What is a dirty secret is the way the Australian government deals with this issue. Our government has tied itself to a very small group of people to try and tackle the smoking issue in Australia for over a decade.

Initially the "group thinkers" that are tied to and benefit from millions upon millions of dollars worth of grants via the federal department of health, could almost justify their worth for the first few years. As the money kept rolling in, so did the enthusiasm to decrease smoking rates in Australia, but not too fast! You see as any shrewd person would realise, if you are getting paid big money for eliminating a problem and you eliminate it entirely, then the job is over, it's done and therefore you have nothing to justify putting your hand out for.

Over the last 6 years the rates of smoking decline has slowed significantly in Australia, especially over the last 3 years where Australia's smoking rate decline is now up to twice as worse as the UK & USA. What's particularly worse is our indigenous population has a smoking rate that is nearly four times the national average in what is a deplorable national shame. The majority of dollars in "smoking" government grants are funneled out to indigenous communities with a lack of accountability. In fact I'm yet to see any KPI set by the Australian Government for any money going out under the guise of assisting Australian smoking rates. Yet the Australian Government public health appointed "think tank" keep putting their hands out for millions more dollars each year and our government keeps delivering the millions upon millions of taxpayers money annually in what has seemingly become an unaccountable racket.

Would you pay someone who couldn't achieve a target or even make a bit of a difference towards a certain task or issue, especially when it kills more Australians than any other cause?

As a tax payer that is exactly what you are doing right now. Over the last few years we have seen a significant rise in the use of nicotine ecig products and a mix of other alternative non combustible nicotine products being used in Australia. In many other developed countries in the modern world, nicotine ecigs & other non combustible nicotine products like heat not burn tobacco products have been used with remarkable success. We are even seeing quit rates among smokers reach as high as 30 percent in areas like Japan. What would that mean for Australian smoking rates if these types of products became as available or more available as other deadly combustible smoking products are?

In the last 3 years the rapid rise of people vaping with nicotine in an ecig device in Australia began to equate with the amount of decline of people smoking in Australia. What does that mean for all the benefactors in the "think tank" who get those millions in government grants? If alternative non combustible nicotine products like vaping & heat not burn products were readily available, it's possible that we could see smoking rates plummet significantly and a lot faster than they have over the the last 6 years, as they have in every other modern country in the world where nicotine vapour & heat not burn products are legally available and accessible. But if they helped people quit and lowered Australia's smoking rates that would be a great saving for Australian taxpayers, right?

But what about those who have literally built their careers on receiving government monies from massive multi million dollar handouts under the guise of smoking? Guess who pushes back on Australia legalising and having nicotine ecig products accessible (which are much safer than smoking products) the hardest? You guessed it, it's those who have grown to benefit the most from those government grants and more recently even Mike Bloomberg has tipped in a bit of his spare change to keep the "think tank" going in their quest to prevent people quitting smoking. Wait what? Yup, the very people we trust our government to work with our hard earned taxes are doing their darnedest to eliminate safer non combustible smoking products that have seen around half a million people in Australia stop smoking with.

Although not one person has died as a result of quitting smoking with a non combustible alternative nicotine product over the last 17 years of use, Australian smokers are forced to jump through hoops to access them.

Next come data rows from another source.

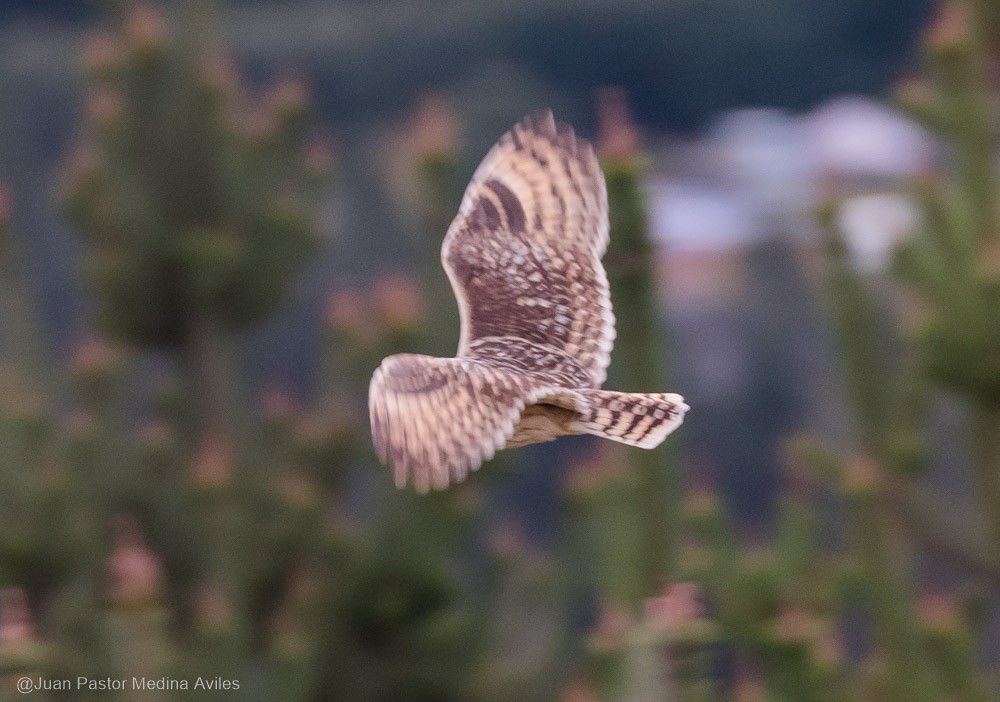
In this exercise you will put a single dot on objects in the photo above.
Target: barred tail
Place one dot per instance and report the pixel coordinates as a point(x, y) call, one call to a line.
point(634, 418)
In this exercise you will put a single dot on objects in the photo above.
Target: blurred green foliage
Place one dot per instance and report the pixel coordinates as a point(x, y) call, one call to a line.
point(182, 527)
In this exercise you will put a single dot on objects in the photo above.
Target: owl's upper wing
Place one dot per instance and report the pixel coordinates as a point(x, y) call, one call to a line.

In October this year Australians who wish to quit via a nicotine Vapour product will be forced to get a prescription via their doctor in a move the government has taken as a world first!

There's only around 9 doctors prepared to serve over 520000 vapers with these prescriptions with NO telehealth option available, so it begs the question, is that even viable? Yet you don't you need a prescription for combustible cigarettes?

Isn't this a huge waste of even more taxpayers money? Indeed it is, but this is the absurd Australia we live in now, where we over regulate a product that has killed no one ever in the world, yet keep the product that kills over 21,000 Australians each year fully available through our biggest and widely accessible retailers! How does that make sense? If you're a government in charge of the health portfolio that continues to pay for information from a very small bandwidth, that leaves it vulnerable to all sorts of manipulation of information, ultimately that government is responsible!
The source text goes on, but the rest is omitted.